Focus of the Current Review

Associations between CR and levels of AD neuropathology have consistently shown that individuals with higher CR are able to endure greater levels of neuropathology than individuals with low CR before cognitive deficits or clinical impairment become apparent (Bartres-Faz & Arenaza-Urquijo, 2011; Hoenig et al., 2017; Menardi et al., 2018; Rentz et al., 2017; Stern, 2009; Stern et al., 2020). However, when studying incident dementia, many researchers investigating the effect of CR on risk of dementia progression do not include measures of neuropathology in their assessment, thereby limiting a thorough test of the CR hypothesis (Stern et al., 2020). Although a recent review assessed prospective longitudinal studies to describe the associations between CR, AD biomarkers, and cognitive/clinical outcomes in participants who were cognitively normal at baseline (i.e., preclinical AD-dementia) (Soldan et al. 2018), their focus on how CR was related to multiple outcomes including onset of clinical symptoms of MCI, changes in cognition, and changes in AD biomarkers, precluded a quantitative examination and limited conclusions regarding the effect of CR on dementia progression.

To adequately assess the CR hypothesis, we identified longitudinal cohort studies through a systematic review and meta-analysis to assess the extent to which CR is protective against incident MCI or dementia after controlling for AD-related structural pathology and biomarkers. A second goal was to examine whether operationalizations of CR (residual of cognition after accounting for neuropathology vs. CR proxies like education or occupation) yield different outcomes in terms of the CR-incident dementia relationship. To operationalize CR, we chose to focus on composite proxies of CR rather than single indicators. CR is an abstract concept that inherently involves multiple factors. Therefore, composite proxies are likely a better representation of CR than single factors. We hypothesized that CR would protect against dementia progression controlling for AD-related structural pathology and biomarkers. Further, based on some previous research (Reed et al., 2010; Zahodne et al., 2013), we expected that residual variance may be more strongly related to dementia incidence than CR measured with a composite of common proxies.


Literature Search

Embase, PsycINFO, PubMed, and Web of Science were searched for relevant articles through February 2020. An updated search in September 2020 identified no additional relevant studies. Database searches included natural language terms searched in the title and abstract (PsycINFO and PubMed), topic (Web of Science; which includes the title, abstract, author keywords, and keywords plus), or the title, abstract, and keywords (Embase). Further, relevant controlled vocabulary for search terms was included where applicable (i.e., Emtree, MeSH terms, and APA Thesaurus of Psychological Index Terms). Natural search terms included the topics of CR, progression, AD-related structural pathology and biomarkers, and mild cognitive impairment or Alzheimer’s disease.
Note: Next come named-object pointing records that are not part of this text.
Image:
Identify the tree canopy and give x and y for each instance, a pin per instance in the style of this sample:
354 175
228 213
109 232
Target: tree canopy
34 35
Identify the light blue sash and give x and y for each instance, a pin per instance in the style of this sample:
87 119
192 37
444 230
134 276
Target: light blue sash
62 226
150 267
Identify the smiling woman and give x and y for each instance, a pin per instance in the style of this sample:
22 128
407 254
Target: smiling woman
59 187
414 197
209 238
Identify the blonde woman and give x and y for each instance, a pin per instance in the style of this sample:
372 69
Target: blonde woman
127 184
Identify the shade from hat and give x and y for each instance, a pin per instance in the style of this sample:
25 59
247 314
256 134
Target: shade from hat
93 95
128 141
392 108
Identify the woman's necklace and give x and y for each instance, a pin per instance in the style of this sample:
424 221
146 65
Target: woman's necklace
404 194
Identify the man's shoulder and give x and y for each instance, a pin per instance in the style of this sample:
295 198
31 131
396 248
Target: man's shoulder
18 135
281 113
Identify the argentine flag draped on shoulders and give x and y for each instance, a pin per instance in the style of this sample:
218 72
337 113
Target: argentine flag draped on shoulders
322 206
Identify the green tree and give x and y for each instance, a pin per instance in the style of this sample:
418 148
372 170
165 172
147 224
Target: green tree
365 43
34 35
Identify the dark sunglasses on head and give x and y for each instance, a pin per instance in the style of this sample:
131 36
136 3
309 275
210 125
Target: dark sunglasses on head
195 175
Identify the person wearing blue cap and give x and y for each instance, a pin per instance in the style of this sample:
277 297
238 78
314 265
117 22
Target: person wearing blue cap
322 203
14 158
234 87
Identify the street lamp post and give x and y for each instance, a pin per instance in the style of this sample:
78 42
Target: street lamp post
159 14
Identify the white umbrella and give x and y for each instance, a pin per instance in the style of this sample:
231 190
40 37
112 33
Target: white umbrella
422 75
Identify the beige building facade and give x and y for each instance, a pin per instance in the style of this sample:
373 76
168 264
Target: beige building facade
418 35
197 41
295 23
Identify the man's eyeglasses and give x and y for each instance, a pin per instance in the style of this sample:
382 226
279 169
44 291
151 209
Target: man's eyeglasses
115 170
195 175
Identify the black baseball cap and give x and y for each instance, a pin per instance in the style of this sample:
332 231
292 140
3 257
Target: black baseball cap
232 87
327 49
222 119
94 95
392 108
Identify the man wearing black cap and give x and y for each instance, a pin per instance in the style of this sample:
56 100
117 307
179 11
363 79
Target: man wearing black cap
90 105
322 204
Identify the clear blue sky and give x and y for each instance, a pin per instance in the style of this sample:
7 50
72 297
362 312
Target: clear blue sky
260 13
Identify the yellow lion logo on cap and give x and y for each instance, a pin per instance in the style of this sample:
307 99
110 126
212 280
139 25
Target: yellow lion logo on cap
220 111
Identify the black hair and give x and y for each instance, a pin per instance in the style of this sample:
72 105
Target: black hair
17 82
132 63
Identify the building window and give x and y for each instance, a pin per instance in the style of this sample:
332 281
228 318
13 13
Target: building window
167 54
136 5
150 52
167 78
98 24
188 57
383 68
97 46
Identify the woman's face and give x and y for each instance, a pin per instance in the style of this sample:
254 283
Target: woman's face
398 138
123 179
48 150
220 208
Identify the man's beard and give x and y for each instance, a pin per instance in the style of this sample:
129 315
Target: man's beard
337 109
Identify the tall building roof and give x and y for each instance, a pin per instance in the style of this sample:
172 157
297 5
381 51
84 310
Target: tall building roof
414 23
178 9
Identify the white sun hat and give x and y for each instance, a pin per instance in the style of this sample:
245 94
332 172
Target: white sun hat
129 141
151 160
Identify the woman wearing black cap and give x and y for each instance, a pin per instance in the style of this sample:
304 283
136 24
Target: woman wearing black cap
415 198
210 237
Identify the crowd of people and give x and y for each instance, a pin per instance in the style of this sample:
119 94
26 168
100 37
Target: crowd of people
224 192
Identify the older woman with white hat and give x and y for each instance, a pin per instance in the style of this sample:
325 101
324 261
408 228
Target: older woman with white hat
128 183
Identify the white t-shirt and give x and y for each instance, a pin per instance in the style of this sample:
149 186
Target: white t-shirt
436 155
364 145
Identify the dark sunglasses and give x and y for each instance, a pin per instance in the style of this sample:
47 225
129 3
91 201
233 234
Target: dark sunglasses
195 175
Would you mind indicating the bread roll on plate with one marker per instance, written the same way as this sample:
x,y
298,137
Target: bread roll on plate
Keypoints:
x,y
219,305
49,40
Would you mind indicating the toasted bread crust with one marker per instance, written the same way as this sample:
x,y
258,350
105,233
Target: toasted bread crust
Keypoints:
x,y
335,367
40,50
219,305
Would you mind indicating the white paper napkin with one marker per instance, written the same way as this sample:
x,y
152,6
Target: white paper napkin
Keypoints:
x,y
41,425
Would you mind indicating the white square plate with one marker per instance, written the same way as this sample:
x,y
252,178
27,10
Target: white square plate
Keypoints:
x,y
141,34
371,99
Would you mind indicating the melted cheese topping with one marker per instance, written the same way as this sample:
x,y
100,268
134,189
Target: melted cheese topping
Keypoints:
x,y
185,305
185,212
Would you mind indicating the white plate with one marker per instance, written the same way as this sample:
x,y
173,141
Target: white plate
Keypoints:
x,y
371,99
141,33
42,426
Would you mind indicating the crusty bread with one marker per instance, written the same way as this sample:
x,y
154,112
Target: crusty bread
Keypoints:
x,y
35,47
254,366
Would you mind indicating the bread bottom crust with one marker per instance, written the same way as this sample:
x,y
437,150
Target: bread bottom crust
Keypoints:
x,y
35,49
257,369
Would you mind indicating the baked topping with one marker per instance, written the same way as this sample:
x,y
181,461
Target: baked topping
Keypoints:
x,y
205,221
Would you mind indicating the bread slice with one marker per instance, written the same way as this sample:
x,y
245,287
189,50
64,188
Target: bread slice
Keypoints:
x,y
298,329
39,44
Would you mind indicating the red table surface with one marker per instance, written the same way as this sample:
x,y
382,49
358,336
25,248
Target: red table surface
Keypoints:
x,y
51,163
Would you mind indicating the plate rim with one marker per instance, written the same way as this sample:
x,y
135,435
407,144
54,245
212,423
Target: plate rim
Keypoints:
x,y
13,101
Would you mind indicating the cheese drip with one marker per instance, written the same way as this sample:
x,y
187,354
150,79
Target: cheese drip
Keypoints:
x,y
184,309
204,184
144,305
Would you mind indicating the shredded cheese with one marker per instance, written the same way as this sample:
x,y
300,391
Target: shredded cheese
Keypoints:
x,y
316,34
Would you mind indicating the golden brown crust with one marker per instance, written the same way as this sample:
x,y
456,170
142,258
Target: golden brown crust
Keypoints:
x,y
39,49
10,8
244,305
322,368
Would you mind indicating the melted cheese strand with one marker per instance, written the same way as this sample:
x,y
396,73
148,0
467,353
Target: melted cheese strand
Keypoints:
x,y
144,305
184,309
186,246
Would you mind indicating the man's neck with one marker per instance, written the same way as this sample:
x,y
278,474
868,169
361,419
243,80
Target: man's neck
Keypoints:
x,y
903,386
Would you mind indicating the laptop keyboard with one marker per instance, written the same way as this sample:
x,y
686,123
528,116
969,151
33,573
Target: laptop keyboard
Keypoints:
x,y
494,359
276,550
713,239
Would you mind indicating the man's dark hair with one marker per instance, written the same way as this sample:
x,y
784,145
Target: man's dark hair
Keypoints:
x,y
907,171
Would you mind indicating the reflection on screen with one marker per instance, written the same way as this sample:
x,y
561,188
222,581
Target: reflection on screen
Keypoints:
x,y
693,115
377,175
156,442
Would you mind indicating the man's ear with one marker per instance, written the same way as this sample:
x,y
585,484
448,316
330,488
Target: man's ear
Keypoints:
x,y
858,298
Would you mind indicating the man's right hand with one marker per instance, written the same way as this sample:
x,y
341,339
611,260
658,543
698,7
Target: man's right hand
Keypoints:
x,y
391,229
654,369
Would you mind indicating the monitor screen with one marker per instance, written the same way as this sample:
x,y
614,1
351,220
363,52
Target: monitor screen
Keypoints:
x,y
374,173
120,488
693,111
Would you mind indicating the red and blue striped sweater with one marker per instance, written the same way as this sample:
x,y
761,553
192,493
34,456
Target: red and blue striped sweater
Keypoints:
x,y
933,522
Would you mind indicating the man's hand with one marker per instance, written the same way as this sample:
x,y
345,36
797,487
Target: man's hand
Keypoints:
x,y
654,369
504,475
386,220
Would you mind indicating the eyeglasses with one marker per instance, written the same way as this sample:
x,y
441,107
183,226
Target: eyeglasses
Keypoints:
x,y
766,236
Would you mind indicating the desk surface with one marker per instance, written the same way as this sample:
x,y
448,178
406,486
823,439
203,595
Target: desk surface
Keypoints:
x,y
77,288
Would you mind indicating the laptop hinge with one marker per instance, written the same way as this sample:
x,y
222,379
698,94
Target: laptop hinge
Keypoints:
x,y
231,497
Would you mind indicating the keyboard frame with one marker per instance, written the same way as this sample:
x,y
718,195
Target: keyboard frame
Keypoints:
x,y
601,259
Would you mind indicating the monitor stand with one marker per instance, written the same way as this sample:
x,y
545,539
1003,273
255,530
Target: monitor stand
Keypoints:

These four topics were combined with the AND operator. Each of the four aforementioned topics had a search string that was combined with the OR operator. Where applicable, asterisks were used to generate articles using different forms of relevant words (e.g., progress* would yield both progressing and progression). CR terms included: cognitive reserve, cognitive capacity, brain reserve, neural reserve, brain maintenance, and residual variance. Progression terms included: transition, cognitive decline, cognitive deterioration, progress*, conver*, neurodegeneration, risk, incident, and longitudinal. We use the term progression to indicate a change in diagnosis from cognitively intact or mild impairment to a later diagnostic stage. AD-related structural pathology and biomarkers terms included: magnetic resonance imaging, MRI, grey matter, gray matter, white matter, positron emission tomography, PET, beta amyloid, and tau. Cognitive impairment terms included: mild cognitive impairment, MCI, Alzheimer*, AD, dement*, mild neurocognitive disorder, and major neurocognitive disorder. The full search strategy is available as Supplemental Table 1 in Online Resource 1.

Selection of Studies

Identified studies (N = 1,077) were first assessed for duplicate records. After removing duplicates (n = 452), 625 records were screened for inclusion based on their title and abstract. After excluding articles that did not match the following inclusion and exclusion criteria (n = 524), 61 articles were then assessed by full text review. Articles were included if they were published in English, had a longitudinal study design investigating risk of progression to incident dementia (either MCI, AD-dementia, or all-cause dementia), included a measure of CR (either residual variance or composite proxy), included a structural (volumetric) measure of the brain that could index AD-related structural pathology (e.g., total gray matter, hippocampus) or AD-related biomarkers (i.e., Aβ, tau), and reported hazard ratios (HRs) to be included in our meta-analysis.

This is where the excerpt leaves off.